I have a question about the Age of Darkness novel. It's about the very first story on Ultramarines and Roboute Guilliman: Who were the Ultramarines fighting under the new Codex from Guilliman? Were they fighting each other to perfect the tactics? If so, isn't this dumb to kill each other? 

I got confused when it was revealed that in the final battle Horus was actually re-painted Roboute Guilliman. I suppose other Sons of Horus astartes were also repainted Ultramarines? Were Ultramarines actually killing each other?

What about previous engagements, were Ultramarines fighting real Salamanders and Word Bearers?
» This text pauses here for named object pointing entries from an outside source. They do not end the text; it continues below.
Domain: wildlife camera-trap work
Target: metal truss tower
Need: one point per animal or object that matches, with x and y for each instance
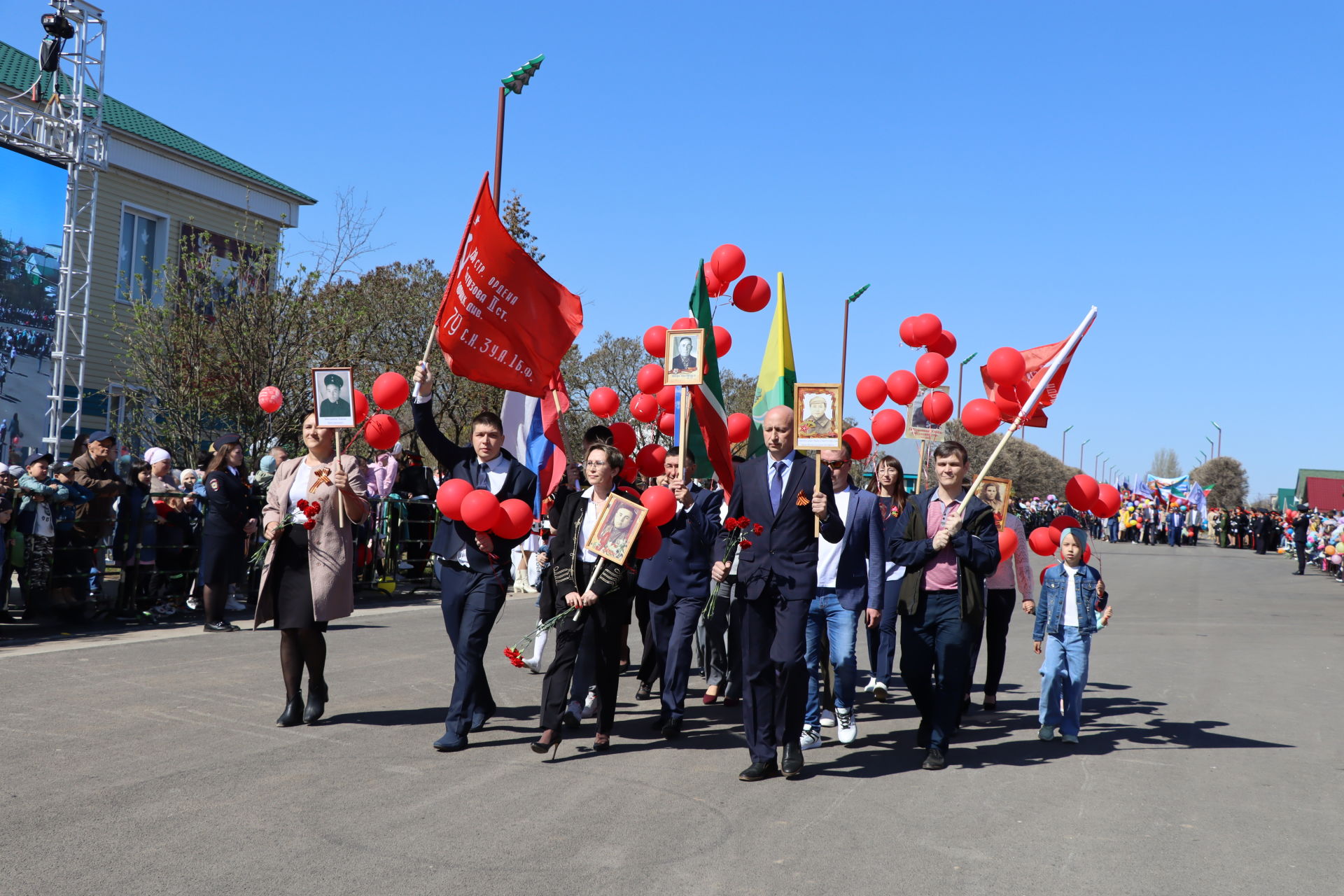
(67, 130)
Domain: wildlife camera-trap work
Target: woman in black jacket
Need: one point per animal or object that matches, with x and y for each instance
(229, 522)
(601, 602)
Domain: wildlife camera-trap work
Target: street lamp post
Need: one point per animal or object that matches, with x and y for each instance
(961, 368)
(514, 83)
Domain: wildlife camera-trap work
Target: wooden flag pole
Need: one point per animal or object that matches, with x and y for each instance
(1035, 394)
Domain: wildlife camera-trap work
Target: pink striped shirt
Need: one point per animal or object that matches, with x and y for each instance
(940, 573)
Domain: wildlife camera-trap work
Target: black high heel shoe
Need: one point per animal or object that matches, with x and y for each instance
(293, 713)
(552, 746)
(316, 703)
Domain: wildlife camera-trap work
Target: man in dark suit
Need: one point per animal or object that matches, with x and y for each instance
(777, 580)
(850, 582)
(473, 567)
(676, 583)
(948, 545)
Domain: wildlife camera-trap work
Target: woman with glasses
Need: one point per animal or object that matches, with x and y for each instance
(601, 602)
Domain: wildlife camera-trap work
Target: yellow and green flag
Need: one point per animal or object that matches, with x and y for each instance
(774, 384)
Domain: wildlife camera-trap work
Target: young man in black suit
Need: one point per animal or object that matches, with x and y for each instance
(777, 580)
(473, 567)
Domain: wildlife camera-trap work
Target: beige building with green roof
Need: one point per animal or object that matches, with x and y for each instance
(159, 187)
Or were they also repainted Ultramarines?


----------



## Dave T Hobbit (Dec 3, 2009)

I believe they were all UM dressed as other chapters.

It seems to be a very immersive series of simulated battles, so they weren't using live ammo.


----------



## Stephen74 (Oct 1, 2010)

40k Paintball ?


----------



## Vaz (Mar 19, 2008)

Probably some form of laser tag.

One of my favourite operations in the military was scaring the shit out of the Sandhurst Officer candidates midway through their exercises, when they had to show leadership situations under "fire" - we shot at them with blanks, and training staff would tap those who were "hit". The same would probably apply here.

Although attacking while someone is in the middle of taking a shit lead to rumours about how the poor lad had to run for 8 miles with a log hanging out of his arse and being caught in his ties after getting surprised miss treefelling. Dunno how true it is, but I can't imagine the Astartes ever getting caught mid turd.


----------